U.S., Chinese companies sign 71 contracts




Representatives from U.S. and Chinese companies on Monday signed 71 contracts and agreements worth 13.6 billion U.S. dollars in total in Missouri and Washington D.C.

    The deals were made at two ceremonies in St. Louis, Mo., and here, and both were attended by visiting Chinese Vice Premier Wang Qishan.

    During his visit to St. Louis earlier in the day, Wang met with local political and business leaders and spoke highly of growing economic and trade relations between the U.S. state of Missouri and China.

    He noted that the China-U.S. business relationship has expanded from coastal areas of the United States to the Midwest region, which includes Missouri, since China adopted its opening-up and reform policy 30 years ago.

    Wang said both the Chinese and U.S. governments need to attach great importance to their cooperation in the U.S. Midwest region and create favorable conditions and an environment for cooperation between entrepreneurs of both countries.

    He praised political leaders in Missouri for their firm resistance to trade protectionism and said it is the correct position that represents the interests of the people of the U.S. state.

    After Wang arrived in Washington later in the afternoon, he attended a contract-signing ceremony in the U.S. Chamber of Commerce.

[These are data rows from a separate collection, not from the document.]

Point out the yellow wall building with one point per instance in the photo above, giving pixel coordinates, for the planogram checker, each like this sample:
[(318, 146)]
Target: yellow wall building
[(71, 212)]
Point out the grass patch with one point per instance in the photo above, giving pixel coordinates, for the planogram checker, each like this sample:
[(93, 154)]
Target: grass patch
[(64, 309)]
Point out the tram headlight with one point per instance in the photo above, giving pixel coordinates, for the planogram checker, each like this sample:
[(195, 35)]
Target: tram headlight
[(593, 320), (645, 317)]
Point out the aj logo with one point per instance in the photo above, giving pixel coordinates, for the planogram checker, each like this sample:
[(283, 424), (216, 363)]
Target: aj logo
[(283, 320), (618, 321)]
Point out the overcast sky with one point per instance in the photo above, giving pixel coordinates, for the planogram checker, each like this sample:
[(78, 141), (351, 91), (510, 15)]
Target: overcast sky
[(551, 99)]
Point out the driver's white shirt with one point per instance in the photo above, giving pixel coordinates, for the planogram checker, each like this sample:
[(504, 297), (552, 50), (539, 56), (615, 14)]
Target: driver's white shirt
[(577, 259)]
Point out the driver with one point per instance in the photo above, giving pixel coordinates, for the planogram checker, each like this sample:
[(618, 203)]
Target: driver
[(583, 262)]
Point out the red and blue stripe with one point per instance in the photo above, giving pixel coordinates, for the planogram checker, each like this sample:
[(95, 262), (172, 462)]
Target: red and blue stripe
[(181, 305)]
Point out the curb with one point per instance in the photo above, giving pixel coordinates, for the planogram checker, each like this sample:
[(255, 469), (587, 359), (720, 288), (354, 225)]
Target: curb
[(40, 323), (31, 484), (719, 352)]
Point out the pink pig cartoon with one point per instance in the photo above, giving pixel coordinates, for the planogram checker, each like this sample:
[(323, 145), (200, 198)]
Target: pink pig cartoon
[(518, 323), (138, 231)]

    He told representatives from both U.S. and Chinese companies that cooperation between Chinese and U.S. companies serves as the cornerstone for China-U.S. economic and trade relations, and is also the foundation of the China-U.S. Strategic Economic Dialogue, or SED.

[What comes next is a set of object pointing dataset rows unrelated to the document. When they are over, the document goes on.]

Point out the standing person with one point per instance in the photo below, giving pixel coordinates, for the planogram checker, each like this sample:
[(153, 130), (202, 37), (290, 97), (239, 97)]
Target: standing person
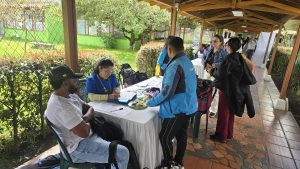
[(65, 111), (214, 58), (178, 101), (250, 48), (233, 94), (163, 59), (245, 45), (103, 84)]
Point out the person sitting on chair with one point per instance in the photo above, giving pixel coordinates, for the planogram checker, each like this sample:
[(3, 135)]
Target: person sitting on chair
[(103, 84), (65, 111)]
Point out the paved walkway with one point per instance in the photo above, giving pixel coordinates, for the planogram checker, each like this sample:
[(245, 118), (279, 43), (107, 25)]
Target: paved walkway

    Wang and U.S. Treasury Secretary Henry Paulson will co-chair the fourth round of the SED between June 17 and 18 at the U.S. Naval Academy in Annapolis, Maryland, about a 30-minute drive from Washington.

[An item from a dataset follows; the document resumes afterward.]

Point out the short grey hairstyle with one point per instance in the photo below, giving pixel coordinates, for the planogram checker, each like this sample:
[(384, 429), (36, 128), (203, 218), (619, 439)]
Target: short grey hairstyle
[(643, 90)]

    Wang is attending the meeting as the special representative of Chinese President Hu Jintao, and Paulson as special representative of U.S. President George W. Bush.

    Wang's entourage includes ministers and other senior officials from related departments of China's State Council.

    Jointly launched by President Hu and President Bush in September 2006, the dialogue is held twice a year, alternating between the two countries.

    The previous meeting was held in December 2007 in Beijing, China.